Self-describing time-series schema

  • Each timeseries sample now uses unit-suffixed keys: t_ns (ns), energy_j (J cumulative system total), power_w (W system total), domain_j (per-domain cumulative joules), domain_w (per-domain average watts since previous sample). Replaces the older t/j/w/d shorthand which was ambiguous about units and granularity.
  • New domain_w field exposes per-domain instantaneous power directly. Previously users had to derive GPU/CPU power manually from successive d[t] joule deltas; now s["domain_w"]["gpu0"] is reported per sample. Domains whose provider does not expose per-domain wattage (Darwin IOReport, Windows EMI, AMD RAPL) are absent rather than zero, so callers can distinguish "0 W" from "not measured".
  • Verified across 1 ms / 5 ms / 20 ms sampling intervals: ∫ domain_w · dt recovers domain_j to within 0.05 % for CPU package and GPU domains; computation is independent of polling rate (each domain's watts is itself an interval-average from the underlying counter).
  • Session.export_plot(), the plot.py renderer, and noise computation updated; t_ns confirmed to be CLOCK_MONOTONIC nanoseconds on Linux, mach_continuous_time on macOS, QueryPerformanceCounter on Windows -- all explicitly converted to nanoseconds.

v0.4.1

Noise / quality reporting in Session JSON

  • Each task carries a noise dict when record_time_series=True: samples_captured, samples_expected, drop_ratio, power_mean_w, power_std_w, power_cv_percent, sample_interval_ms, quality (excellent <2 %, good <5 %, moderate <10 %, high-noise >=10 %).
  • totals.worst_power_cv_percent and totals.noise_warnings roll up across tasks.
  • RuntimeWarning emitted at stop() for any task with CV >=10 % or sample drop >=20 %, so unreliable readings are never silent.
  • Computation runs once at finalize on already-captured samples; bias-checked at -0.05 % vs record_time_series=False on identical workloads (3 fresh subprocesses each, GPT-2 generation).
  • CSV export gains power_cv_percent, samples_captured, samples_expected, drop_ratio, quality columns.

Documentation

  • API reference now documents record_time_series=True overhead: mean unchanged (<=0.3 %), run-to-run spread slightly widens because the drain thread competes briefly with the workload for CPU.

v0.4.0

Manual span-based measurement (codegreen.Session)

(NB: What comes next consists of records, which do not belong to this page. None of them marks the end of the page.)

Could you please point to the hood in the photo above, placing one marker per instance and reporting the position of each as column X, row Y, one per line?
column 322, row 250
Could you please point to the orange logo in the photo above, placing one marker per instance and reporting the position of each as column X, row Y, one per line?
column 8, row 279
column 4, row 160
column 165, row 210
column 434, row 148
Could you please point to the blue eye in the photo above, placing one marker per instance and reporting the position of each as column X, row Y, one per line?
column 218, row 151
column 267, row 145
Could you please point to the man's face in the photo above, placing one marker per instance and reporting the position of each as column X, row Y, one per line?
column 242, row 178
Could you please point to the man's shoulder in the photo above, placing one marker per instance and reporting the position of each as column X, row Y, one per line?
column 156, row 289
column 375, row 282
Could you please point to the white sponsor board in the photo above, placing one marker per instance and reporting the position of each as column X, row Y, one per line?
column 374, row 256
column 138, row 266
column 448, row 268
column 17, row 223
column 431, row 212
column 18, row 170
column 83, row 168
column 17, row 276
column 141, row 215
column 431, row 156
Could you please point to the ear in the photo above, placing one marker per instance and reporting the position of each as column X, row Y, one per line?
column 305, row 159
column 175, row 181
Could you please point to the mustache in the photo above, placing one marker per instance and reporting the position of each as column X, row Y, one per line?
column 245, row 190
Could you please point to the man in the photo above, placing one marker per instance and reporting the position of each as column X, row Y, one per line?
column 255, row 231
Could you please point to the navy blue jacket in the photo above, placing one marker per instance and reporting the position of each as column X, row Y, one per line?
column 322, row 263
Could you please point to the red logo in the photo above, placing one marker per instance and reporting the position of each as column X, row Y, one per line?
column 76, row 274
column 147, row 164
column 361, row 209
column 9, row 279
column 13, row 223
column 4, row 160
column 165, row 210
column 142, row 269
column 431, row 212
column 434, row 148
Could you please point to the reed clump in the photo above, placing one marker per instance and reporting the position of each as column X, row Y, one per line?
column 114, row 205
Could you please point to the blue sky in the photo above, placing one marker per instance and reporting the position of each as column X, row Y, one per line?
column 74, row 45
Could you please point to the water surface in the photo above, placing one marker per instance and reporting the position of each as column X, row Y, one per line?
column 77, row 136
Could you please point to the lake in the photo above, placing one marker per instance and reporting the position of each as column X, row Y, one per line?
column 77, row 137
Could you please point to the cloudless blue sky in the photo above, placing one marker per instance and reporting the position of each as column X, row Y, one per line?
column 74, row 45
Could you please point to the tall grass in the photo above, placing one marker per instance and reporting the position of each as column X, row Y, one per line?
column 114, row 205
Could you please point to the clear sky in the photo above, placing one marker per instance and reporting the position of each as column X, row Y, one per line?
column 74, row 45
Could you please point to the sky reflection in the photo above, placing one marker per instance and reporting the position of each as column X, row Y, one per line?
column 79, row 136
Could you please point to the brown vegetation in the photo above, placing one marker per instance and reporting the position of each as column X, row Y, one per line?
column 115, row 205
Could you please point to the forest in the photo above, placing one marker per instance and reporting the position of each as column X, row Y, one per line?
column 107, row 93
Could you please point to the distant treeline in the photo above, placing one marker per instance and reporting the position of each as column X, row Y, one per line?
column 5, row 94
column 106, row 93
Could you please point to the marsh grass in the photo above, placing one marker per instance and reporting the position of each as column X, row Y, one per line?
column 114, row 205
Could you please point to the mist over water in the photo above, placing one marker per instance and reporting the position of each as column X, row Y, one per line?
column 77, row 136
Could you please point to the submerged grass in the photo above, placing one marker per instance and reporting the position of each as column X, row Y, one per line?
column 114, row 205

  • New codegreen.Session class -- import directly, bracket code regions as named tasks; reads RAPL/NVML hardware counters in-process.
  • Three forms: context manager (with s.task(...)), explicit start_task("X") / stop_task("X"), decorator (@codegreen.task("name")).
  • Per-task energy + per-RAPL/NVML domain breakdown (package-0, core, gpu0, etc.) computed atomically in NEMB ABI v2.
  • Nested tasks supported; per-thread task stacks for concurrent use.
  • Single-Session-per-process guard; cross-process pidfile detection (RAPL is system-wide).
  • Atexit cleanup -- file written and drain thread joined even if user forgets .stop().
  • JSON output by default (codegreen_<pid>.json); CSV opt-in via .csv extension or output_format="csv".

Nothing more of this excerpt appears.